Rich-content embedding for the web: time for oEmbed 2?

One of the technologies I encountered working at StatusNet that I’m very interested in bringing to MediaWiki is oEmbed, a protocol for fetching enough information about a photo or video that another web site can, reasonably sanely, drop a thumbnail view or inline video player into its own pages.

oEmbed and similar discovery systems mostly appear behind the scenes, but pop up in WordPress, Twitter, Facebook and the like to make a lot of embedding fairly transparent when you start linking to a URL with a cool photo or video on it.

Traditionally, embedding a photo or video from another site to your own requires manually copy-pasting a chunk of HTML, which is presented to you in some side option on the hosting site. The advanced video player in use on Wikimedia Commons presents such an option:

The actual code might be an <iframe>, <script>, <embed>, <object> etc depending on the player technology, but at essence it’s a blob of stuff that’s fairly opaque to most people.

There are two huge problems with this:

  1. Taking raw HTML from another site is potentially unsafe: because of this, most modern blogs, forums, wikis, and social networks don’t actually allow you to paste raw HTML in and expect it to work.
  2. Finding the embeddable HTML is nonstandard and unwieldy: you’ll find it in different places on Flickr, Youtube, and Wikimedia Commons, and there’s no consistent way for machines to find it for you.

oEmbed essentially provides a standard system for discovery of the embedding information. Given the URL to some interesting resource (a Flickr photo page, a Youtube video page) a consuming site can ask for the oEmbed API endpoint and send it a request for embedding of that resource, optionally fitting a given maximum size.

StatusNet uses this currently to fetch small thumbnails for linked photos and videos but it’s possible to go farther and embed video players etc, if you trust the provider site or have the infrastructure to run the HTML through an offsite <iframe> (giving it an isolated security context in the browser).

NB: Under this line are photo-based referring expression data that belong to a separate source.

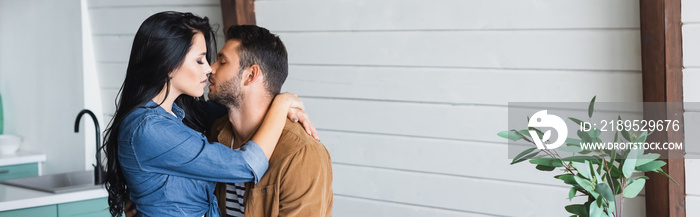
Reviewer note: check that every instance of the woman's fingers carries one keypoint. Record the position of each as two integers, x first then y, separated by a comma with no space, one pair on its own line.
308,126
292,115
129,209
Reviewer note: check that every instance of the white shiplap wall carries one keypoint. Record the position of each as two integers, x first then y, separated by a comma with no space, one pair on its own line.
408,95
114,24
691,93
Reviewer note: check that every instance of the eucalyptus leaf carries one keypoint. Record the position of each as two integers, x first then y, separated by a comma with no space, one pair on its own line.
584,136
572,193
577,209
567,178
604,190
651,166
644,159
595,210
583,169
530,156
544,168
633,189
628,166
526,151
661,171
584,183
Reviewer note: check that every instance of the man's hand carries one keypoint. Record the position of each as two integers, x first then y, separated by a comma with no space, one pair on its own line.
129,209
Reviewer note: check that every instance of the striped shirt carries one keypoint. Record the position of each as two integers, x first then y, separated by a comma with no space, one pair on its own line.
234,199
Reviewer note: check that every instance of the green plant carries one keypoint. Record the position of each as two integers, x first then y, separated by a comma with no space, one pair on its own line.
605,177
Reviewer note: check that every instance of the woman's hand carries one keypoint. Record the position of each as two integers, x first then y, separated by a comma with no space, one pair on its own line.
129,209
297,113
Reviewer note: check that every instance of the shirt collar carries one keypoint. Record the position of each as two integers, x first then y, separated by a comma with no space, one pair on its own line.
179,113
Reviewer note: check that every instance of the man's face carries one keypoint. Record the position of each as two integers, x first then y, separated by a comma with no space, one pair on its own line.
225,79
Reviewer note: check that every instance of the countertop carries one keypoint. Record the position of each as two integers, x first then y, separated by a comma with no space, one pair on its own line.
21,157
12,198
18,198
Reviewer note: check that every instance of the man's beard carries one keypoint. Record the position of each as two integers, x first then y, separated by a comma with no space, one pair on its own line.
228,93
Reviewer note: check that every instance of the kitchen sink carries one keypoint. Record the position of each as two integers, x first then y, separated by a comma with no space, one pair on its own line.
57,183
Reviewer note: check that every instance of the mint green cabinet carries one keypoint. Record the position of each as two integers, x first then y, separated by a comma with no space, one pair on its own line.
44,211
85,208
19,171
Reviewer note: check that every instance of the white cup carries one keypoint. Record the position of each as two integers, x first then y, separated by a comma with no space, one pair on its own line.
9,144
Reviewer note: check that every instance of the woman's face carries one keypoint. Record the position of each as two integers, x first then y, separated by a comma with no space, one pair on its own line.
191,77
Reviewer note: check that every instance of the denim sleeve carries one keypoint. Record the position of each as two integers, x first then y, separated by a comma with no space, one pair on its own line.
214,111
161,145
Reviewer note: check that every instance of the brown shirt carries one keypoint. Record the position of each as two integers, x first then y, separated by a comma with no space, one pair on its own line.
297,182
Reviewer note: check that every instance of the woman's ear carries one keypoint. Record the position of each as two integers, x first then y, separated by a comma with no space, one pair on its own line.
252,74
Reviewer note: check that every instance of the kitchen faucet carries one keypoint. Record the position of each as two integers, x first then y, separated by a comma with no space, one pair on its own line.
98,165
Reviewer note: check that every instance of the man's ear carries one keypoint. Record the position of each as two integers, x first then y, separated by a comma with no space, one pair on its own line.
253,74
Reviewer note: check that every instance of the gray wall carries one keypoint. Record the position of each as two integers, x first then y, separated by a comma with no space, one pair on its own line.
409,95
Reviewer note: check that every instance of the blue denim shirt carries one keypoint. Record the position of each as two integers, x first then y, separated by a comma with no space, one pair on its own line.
171,169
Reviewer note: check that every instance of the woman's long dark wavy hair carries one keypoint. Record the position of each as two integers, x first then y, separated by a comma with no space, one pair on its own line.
159,48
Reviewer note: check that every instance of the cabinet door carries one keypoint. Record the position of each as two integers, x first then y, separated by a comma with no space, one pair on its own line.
19,171
85,208
48,211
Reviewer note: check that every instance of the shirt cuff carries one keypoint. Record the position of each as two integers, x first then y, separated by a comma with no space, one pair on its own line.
256,159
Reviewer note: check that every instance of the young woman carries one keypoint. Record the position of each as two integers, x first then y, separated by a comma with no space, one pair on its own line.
157,154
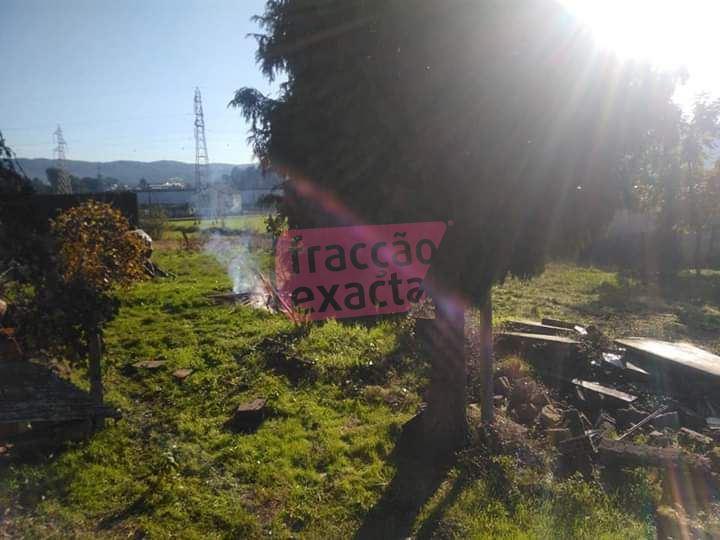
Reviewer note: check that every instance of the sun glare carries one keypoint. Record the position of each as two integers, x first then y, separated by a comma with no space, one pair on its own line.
670,34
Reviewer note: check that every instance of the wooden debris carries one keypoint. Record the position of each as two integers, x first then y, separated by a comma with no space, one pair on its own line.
248,416
605,391
557,435
693,436
535,327
182,373
32,393
667,420
550,417
578,328
150,364
539,339
580,445
642,422
623,454
679,355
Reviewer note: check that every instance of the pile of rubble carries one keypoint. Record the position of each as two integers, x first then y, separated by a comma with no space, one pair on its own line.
623,402
637,384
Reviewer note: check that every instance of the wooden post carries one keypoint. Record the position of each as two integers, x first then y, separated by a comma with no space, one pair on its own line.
444,420
486,360
95,370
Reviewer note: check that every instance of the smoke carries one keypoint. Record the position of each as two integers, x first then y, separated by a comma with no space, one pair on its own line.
233,252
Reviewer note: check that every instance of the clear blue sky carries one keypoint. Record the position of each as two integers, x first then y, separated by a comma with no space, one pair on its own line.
119,76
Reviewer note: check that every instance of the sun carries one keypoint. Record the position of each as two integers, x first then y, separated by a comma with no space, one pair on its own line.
670,34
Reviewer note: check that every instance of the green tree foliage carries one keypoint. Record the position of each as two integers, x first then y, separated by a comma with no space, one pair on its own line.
675,186
500,115
12,177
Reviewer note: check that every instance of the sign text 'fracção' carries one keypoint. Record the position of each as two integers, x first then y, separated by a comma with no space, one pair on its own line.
356,271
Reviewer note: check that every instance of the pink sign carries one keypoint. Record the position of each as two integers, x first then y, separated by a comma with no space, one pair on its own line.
355,271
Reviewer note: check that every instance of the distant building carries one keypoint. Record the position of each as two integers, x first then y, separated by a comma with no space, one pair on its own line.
214,202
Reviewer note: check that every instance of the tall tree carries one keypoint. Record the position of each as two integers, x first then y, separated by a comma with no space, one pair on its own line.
500,115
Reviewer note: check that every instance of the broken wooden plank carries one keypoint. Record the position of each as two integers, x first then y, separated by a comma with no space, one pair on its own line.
642,422
540,339
578,328
535,327
604,390
624,454
248,416
678,355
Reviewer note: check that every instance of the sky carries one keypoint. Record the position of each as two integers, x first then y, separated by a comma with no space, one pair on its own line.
670,34
119,75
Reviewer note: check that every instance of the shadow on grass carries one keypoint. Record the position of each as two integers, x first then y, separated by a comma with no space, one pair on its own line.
417,478
693,299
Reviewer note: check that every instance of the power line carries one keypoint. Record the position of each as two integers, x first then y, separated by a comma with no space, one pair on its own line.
64,185
202,176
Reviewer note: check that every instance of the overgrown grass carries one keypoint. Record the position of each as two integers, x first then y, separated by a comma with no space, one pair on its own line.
251,223
337,397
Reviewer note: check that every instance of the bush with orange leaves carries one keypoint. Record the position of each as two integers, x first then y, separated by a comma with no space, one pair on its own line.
95,248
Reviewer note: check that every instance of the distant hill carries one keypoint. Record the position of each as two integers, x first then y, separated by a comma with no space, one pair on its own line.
128,172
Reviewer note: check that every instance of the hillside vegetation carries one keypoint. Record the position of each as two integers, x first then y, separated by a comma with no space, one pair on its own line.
338,395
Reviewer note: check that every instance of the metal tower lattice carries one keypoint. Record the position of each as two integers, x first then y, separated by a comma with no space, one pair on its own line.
64,184
202,167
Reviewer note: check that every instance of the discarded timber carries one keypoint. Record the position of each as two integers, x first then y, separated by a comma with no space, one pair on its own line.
642,422
625,454
577,328
32,393
605,391
555,356
683,357
535,327
540,339
248,416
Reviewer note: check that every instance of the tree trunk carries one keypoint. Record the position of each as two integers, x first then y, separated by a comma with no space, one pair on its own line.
486,361
444,420
95,369
711,245
698,250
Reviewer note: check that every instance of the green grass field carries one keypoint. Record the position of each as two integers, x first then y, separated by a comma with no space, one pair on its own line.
338,395
251,223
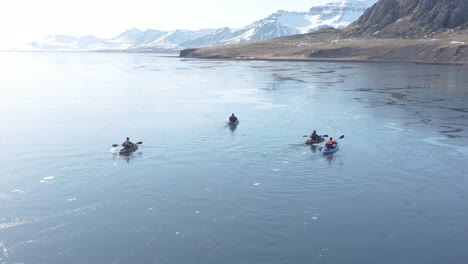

I’d very much like to set up a standard oEmbed provider for MediaWiki which will make it easier to expose photos, videos, and other goodies on Wikipedia, Commons, and other Wikimedia sites — especially if/when we start doing more multimedia features  like interactive maps, diagrams, physics simulations, etc which can be exposed in the same way. Adding copyright & source metadata to the embedding information would be a huge help for us, especially if we can consume info from other sites too, indicating license compatibility etc.

Currently there’s a thread on the oEmbed mailing list discussing possible improvements for a next version of the protocol, of which metadata, safer (iframe-based) arbitrary HTML embedding, and the possibility of player control APIs are so far at the top of the list. If interested in the low-level fun of embedding implementation, do feel free to stick your nose in and comment!